I use VNC quite heavily. In the office here, I work on a WinXP machine (not my choice…), and always have at least one VNC session open to the local server, ls1 (“Linux Server 1” – not imaginative, I know 😉 ). I sometimes connect to a local MacOSX box as well, when I’m trying to get something to work in Safari.

The biggest problem I have, though, is when I access my home machine, Monolith. The screen refreshes take about 10 seconds to complete through VNC!

There is an improved server/client protocal out there, though – the NX protocol. It is incredible how much improvement there is, when I connect to my home machine with it!

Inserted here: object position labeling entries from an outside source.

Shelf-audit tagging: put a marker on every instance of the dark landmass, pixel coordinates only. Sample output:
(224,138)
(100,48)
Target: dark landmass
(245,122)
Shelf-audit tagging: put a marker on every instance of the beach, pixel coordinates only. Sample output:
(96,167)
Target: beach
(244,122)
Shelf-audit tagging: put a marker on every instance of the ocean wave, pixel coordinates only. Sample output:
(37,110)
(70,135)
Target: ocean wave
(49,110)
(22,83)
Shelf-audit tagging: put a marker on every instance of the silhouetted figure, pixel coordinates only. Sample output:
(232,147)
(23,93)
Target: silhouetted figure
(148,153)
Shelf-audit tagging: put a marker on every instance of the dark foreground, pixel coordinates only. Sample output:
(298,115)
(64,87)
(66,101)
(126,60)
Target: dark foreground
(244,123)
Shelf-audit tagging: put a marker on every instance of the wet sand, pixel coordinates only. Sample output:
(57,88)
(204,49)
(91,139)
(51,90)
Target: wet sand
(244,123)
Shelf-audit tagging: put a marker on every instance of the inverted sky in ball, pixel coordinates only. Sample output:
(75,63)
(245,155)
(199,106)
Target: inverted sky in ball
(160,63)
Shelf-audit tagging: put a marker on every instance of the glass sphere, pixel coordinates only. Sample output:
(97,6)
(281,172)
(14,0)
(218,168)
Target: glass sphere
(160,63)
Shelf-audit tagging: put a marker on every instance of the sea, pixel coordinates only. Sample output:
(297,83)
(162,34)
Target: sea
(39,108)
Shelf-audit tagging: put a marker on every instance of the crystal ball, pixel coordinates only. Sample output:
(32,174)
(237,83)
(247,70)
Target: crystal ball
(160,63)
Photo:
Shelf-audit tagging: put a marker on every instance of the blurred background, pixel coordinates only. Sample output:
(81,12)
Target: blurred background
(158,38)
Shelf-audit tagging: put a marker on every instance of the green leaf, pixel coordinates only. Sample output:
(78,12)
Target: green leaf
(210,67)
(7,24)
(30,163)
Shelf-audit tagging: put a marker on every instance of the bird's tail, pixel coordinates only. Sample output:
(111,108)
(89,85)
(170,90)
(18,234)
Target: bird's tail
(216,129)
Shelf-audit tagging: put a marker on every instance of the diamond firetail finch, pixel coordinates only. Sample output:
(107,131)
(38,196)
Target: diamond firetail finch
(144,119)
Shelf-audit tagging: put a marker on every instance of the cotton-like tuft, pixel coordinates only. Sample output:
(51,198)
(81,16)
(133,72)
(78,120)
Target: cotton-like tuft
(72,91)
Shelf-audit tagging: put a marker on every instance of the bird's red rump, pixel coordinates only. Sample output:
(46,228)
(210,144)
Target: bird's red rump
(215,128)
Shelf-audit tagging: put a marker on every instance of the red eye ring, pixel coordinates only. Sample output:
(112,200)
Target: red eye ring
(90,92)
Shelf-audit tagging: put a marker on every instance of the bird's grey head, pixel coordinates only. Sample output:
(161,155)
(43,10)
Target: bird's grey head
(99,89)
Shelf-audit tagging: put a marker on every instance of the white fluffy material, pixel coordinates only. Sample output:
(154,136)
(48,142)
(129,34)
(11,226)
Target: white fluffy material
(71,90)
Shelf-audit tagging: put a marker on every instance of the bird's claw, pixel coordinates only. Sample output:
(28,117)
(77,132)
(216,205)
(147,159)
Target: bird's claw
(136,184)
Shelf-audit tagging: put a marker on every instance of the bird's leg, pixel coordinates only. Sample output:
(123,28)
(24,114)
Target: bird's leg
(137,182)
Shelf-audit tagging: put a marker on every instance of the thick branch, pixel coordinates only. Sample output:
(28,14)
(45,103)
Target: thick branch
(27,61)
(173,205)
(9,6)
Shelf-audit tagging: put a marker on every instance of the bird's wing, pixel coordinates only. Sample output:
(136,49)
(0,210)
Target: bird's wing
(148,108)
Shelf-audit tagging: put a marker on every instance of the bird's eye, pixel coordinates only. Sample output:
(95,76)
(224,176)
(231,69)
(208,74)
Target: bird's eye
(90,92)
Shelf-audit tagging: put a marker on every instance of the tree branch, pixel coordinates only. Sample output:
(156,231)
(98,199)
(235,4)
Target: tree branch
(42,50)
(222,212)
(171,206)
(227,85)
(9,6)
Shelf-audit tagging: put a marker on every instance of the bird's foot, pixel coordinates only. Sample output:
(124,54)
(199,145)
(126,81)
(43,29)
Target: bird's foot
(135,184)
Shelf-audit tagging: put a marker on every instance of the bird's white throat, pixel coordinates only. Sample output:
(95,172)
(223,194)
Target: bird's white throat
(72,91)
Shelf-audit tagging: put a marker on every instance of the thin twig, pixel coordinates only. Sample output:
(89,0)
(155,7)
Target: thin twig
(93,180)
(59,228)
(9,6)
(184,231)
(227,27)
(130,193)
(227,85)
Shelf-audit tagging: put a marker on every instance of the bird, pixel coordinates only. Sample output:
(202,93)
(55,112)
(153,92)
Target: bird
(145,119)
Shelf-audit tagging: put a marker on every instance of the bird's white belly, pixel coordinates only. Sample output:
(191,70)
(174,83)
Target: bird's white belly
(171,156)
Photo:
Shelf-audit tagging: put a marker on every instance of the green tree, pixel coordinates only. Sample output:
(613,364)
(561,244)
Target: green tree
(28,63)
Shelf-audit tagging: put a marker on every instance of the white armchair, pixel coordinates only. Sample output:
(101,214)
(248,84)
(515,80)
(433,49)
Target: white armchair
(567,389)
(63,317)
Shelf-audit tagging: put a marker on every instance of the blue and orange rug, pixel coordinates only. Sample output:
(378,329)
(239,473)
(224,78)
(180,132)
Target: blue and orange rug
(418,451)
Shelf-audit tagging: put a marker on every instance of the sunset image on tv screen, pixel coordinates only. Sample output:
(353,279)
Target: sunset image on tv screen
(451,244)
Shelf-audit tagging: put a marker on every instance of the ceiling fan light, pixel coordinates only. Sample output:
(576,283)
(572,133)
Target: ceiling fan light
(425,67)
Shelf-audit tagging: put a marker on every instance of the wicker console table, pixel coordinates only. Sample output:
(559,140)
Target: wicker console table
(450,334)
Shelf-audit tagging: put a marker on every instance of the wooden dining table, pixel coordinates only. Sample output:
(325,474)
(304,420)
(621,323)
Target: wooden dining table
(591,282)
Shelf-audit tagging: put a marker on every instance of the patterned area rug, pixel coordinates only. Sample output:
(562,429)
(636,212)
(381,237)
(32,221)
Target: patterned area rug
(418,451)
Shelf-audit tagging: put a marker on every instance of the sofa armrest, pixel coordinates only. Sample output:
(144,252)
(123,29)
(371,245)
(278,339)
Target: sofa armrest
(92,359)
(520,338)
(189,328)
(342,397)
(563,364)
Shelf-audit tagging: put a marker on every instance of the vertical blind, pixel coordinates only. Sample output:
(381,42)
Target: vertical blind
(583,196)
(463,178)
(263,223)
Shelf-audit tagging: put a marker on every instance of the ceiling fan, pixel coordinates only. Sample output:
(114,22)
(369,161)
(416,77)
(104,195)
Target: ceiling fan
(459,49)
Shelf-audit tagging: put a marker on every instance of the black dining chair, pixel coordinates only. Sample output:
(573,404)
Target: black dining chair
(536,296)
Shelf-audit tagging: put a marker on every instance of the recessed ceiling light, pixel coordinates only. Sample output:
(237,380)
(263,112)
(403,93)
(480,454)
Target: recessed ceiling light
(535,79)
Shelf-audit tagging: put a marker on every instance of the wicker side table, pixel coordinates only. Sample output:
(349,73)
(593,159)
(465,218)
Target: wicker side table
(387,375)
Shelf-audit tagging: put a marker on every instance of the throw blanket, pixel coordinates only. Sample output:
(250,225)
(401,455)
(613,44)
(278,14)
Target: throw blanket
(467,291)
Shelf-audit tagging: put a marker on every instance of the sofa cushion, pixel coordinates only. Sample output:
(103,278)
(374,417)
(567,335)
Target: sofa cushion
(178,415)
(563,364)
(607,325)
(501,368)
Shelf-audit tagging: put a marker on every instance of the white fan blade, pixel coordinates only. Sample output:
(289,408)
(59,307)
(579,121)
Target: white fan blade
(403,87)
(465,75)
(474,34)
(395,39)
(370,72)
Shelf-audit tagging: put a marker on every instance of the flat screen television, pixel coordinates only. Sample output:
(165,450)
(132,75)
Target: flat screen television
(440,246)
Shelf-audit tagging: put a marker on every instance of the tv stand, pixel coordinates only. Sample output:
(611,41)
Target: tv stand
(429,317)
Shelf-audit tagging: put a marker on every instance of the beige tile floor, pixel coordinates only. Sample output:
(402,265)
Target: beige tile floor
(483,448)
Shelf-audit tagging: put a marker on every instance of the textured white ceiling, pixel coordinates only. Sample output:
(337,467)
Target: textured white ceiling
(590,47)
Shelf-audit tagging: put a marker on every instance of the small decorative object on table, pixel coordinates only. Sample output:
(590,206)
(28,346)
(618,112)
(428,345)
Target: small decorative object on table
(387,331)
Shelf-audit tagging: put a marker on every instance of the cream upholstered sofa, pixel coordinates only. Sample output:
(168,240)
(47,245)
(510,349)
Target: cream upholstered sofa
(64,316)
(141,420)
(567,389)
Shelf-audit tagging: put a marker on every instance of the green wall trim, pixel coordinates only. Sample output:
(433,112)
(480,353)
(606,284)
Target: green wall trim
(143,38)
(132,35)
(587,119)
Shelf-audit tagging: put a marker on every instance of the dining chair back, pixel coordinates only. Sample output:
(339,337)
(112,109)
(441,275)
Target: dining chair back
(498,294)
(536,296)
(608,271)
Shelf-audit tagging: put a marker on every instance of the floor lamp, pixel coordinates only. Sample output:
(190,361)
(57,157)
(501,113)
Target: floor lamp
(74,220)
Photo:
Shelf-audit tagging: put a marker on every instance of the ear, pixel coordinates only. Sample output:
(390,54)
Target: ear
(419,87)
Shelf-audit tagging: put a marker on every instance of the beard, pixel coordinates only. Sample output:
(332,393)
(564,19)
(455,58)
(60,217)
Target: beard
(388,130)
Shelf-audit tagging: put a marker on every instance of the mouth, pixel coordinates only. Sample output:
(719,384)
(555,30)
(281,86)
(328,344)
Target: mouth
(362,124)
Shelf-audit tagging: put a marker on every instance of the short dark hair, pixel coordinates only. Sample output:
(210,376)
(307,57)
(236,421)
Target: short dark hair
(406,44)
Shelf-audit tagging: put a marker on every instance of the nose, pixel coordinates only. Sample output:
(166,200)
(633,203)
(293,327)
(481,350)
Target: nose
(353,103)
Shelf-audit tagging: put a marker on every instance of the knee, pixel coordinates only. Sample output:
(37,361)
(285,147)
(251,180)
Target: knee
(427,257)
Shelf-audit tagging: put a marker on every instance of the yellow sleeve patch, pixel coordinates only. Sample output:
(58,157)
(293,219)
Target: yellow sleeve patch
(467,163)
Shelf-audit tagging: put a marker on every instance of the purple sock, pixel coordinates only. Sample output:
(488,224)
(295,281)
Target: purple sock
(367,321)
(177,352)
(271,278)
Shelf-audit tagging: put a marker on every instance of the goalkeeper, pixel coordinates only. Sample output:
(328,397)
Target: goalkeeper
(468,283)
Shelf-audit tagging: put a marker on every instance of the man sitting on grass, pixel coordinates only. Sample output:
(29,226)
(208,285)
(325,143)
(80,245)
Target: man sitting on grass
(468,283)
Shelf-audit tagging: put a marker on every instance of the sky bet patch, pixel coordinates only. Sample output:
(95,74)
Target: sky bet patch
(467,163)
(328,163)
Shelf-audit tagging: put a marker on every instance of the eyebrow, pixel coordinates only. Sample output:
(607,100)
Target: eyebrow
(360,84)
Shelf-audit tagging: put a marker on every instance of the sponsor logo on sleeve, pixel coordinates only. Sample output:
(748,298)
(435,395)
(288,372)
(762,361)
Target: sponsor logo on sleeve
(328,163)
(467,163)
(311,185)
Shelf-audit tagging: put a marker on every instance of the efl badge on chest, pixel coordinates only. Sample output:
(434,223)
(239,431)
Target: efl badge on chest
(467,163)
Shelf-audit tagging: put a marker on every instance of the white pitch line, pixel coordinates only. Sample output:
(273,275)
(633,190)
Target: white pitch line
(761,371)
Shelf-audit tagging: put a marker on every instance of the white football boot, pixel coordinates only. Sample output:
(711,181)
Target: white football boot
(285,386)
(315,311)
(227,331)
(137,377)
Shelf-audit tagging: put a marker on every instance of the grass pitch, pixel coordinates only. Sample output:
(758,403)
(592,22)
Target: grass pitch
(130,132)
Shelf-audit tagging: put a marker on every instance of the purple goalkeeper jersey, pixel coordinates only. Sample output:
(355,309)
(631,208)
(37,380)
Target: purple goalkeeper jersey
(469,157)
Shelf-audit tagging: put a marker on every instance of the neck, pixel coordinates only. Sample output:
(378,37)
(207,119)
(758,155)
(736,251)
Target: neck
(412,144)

To try it out yourself, either grab a copy of the FreeNX package and build it yourself, or if you’re using Fedora, follow this list of instructions (which, handily, you can just paste into a tmp file and run as a script).

2 thoughts on “freenx rules!

  1. You realise X ismore efficient to local stuff? ssh -X linux-server and ‘xterm’ will be far lighter than VNC, or even NX over a LAN.

  2. At home, I can do the ssh -X trick, but that’s not an option here in work, as far as I know (I’m working through WinXP).

    For plain-text work, I use Putty, a free SSH client for Windows.
    But, for graphical work (Konqueror, Kontact), I need something such as VNC/FreeNX if I’m working from Windows.

    One other benefit of VNC-like systems is that you can close down your local connection to the session, and pick up where you left off on another machine. This is not possible with direct connections to programs, as far as I know.